Sharks satisfy man’s existential need to face the elements, nature, and the unknown

This is a pretty obvious reason, but it remains the most compelling of all. Stories pitting man against the terrors of the deep have always been a mainstay of human folklore, from the biblical fable of Jonah and the whale to nautical tales of the great kraken, from Moby Dick to The Old Man and the Sea to Lovecraft’s tentacle monster Cthulhu to Disney’s Pinocchio.

Super Shark (2011).

Each of these narratives involves great sea creatures that provide opportunities for heroes to face their fears, come to terms with their humanity, and, you know, be manly men who fish and hunt and conquer the wilderness.

But as formidable opponents, many of these sea creatures lack a significant, shall we say, bite. Giant squid generally stay too far below the surface to really pose a viable threat to humans. Even a big swordfish is no match for a skilled modern fisherman — and the swordfish wouldn’t want to eat you anyway. As for whales, the bigger they are, the more peaceful and harmless they seem to be. Even the ones with teeth are passive and don’t really want to hurt you (unless they’ve been subjected to lifelong animal cruelty).

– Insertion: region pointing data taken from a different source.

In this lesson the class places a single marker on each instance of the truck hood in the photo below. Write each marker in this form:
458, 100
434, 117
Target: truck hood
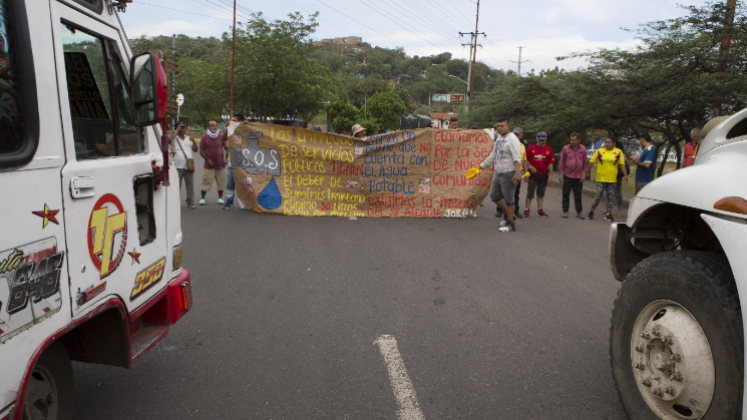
717, 174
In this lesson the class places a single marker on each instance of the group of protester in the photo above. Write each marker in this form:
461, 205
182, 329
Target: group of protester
511, 158
512, 162
217, 166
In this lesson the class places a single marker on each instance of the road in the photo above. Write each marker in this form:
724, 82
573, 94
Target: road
287, 311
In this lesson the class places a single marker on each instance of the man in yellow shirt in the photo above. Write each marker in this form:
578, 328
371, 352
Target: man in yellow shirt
608, 159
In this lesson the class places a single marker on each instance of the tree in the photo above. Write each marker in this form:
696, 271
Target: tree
205, 88
274, 76
342, 114
387, 108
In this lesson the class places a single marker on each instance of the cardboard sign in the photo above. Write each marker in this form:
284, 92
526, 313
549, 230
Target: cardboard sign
412, 173
85, 98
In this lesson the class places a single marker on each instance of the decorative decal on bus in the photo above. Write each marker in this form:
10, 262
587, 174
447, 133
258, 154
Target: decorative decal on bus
107, 234
148, 277
29, 285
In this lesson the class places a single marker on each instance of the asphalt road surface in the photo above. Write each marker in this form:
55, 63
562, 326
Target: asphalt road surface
290, 312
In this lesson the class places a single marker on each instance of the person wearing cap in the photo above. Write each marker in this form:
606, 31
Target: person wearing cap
359, 132
506, 156
609, 160
519, 133
572, 168
181, 148
645, 162
230, 185
540, 158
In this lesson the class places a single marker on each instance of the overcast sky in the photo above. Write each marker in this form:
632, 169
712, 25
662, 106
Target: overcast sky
547, 28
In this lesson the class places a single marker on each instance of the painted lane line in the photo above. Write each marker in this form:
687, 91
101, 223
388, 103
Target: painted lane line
404, 393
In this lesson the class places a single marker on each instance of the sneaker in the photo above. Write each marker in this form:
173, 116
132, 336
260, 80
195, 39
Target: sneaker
510, 227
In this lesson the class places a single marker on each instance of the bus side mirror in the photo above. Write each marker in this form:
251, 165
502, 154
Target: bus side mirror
149, 90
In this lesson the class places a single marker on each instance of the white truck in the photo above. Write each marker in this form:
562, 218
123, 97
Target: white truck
677, 335
90, 250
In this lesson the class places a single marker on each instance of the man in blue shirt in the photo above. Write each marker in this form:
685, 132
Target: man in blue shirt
646, 163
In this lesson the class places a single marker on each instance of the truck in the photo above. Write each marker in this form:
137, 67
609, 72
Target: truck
91, 245
677, 334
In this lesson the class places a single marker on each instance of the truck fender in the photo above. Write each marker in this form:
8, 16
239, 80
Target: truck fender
112, 303
731, 233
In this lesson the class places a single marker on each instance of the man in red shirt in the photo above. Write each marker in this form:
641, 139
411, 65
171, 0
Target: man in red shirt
691, 148
540, 158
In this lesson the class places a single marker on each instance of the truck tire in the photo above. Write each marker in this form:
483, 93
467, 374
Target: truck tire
676, 339
49, 391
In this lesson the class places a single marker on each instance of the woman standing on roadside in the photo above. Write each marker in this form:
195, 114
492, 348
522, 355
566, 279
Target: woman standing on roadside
608, 160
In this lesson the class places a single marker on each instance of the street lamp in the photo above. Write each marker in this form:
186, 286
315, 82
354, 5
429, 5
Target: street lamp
466, 95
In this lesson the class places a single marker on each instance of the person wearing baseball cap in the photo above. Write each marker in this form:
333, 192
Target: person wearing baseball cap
181, 148
359, 132
540, 159
519, 133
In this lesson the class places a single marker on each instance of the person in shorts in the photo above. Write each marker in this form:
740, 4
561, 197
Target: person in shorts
646, 167
211, 149
506, 158
540, 158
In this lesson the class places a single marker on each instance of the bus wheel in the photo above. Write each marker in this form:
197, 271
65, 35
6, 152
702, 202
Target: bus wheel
676, 340
49, 391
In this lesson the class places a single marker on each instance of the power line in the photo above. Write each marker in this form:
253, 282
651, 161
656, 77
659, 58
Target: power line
401, 23
421, 21
360, 23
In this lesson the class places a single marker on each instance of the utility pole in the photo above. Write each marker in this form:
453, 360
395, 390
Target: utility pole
365, 99
173, 78
723, 57
473, 56
233, 55
525, 61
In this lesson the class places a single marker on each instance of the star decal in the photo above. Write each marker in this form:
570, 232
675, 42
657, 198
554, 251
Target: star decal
48, 215
135, 256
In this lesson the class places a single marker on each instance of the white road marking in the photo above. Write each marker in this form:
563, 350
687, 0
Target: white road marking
404, 393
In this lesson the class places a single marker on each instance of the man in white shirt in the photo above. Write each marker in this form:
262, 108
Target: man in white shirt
506, 156
182, 147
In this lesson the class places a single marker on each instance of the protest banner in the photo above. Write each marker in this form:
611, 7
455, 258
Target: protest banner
410, 173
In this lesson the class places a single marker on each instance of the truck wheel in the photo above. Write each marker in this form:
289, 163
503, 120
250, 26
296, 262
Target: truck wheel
676, 340
49, 391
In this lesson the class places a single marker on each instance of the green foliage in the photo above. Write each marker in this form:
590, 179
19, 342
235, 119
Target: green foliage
274, 76
371, 126
666, 86
205, 87
387, 108
342, 114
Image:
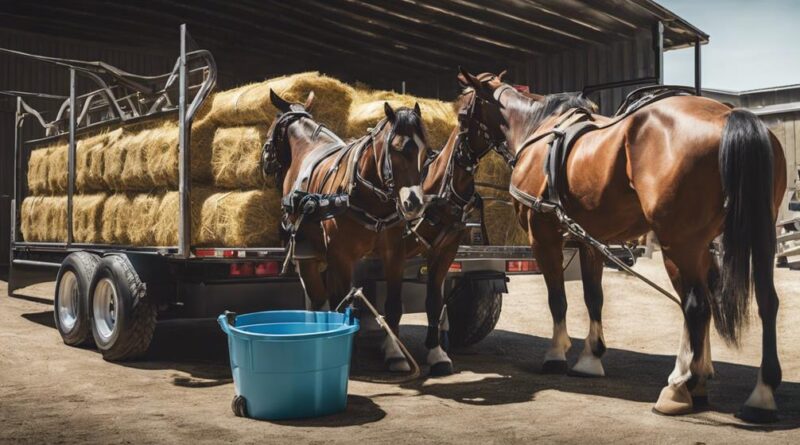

Sharks, by contrast, are big. They have teeth — sometimes really big, really sharp teeth! They come into the shallow parts of the ocean where humans like to swim and play. Because they are drawn to loud noises and activity in the water, it’s possible, if not probable, that they could be lurking in the water where your loved ones are splashing around. They’re durable and intimidating, and even though in real life sharks are almost never aggressive toward humans, the biggest ones have the power and the potential to chomp you in two.

The Last Shark.

In sum: Like all man-versus-nature tropes, man-versus-shark movies — and man-versus-sharks-versus-other-creatures movies — can reveal important truths about human nature and serve as fascinating, in-depth character studies. Unlike most other man-versus-nature tropes, they do it with a side of terrifying, razor-sharp teeth.

Sharks combine mankind’s desire to conquer nature with its fear of and fascination with the mysteries of the ocean. Even in this modern age, when we’ve been able to plumb the depths of the seas, we still know surprisingly little about sharks. Jaws’ famous description of a shark’s “cold, dead eyes, like a doll’s eyes” in the film’s USS Indianapolis monologue (which was based on the real sinking of a US World War II Navy ship and subsequent shark attacks on its sailors) is still a testament to how unknowable they are.

In essence, in fiction if not in real life, sharks are the perfect scary force of nature: an ever-present threat waiting to happen, in a deep blue setting that humans are still learning to navigate.

But when all is said and done? As with all great horror movie villains, ultimately we’re always rooting for the shark.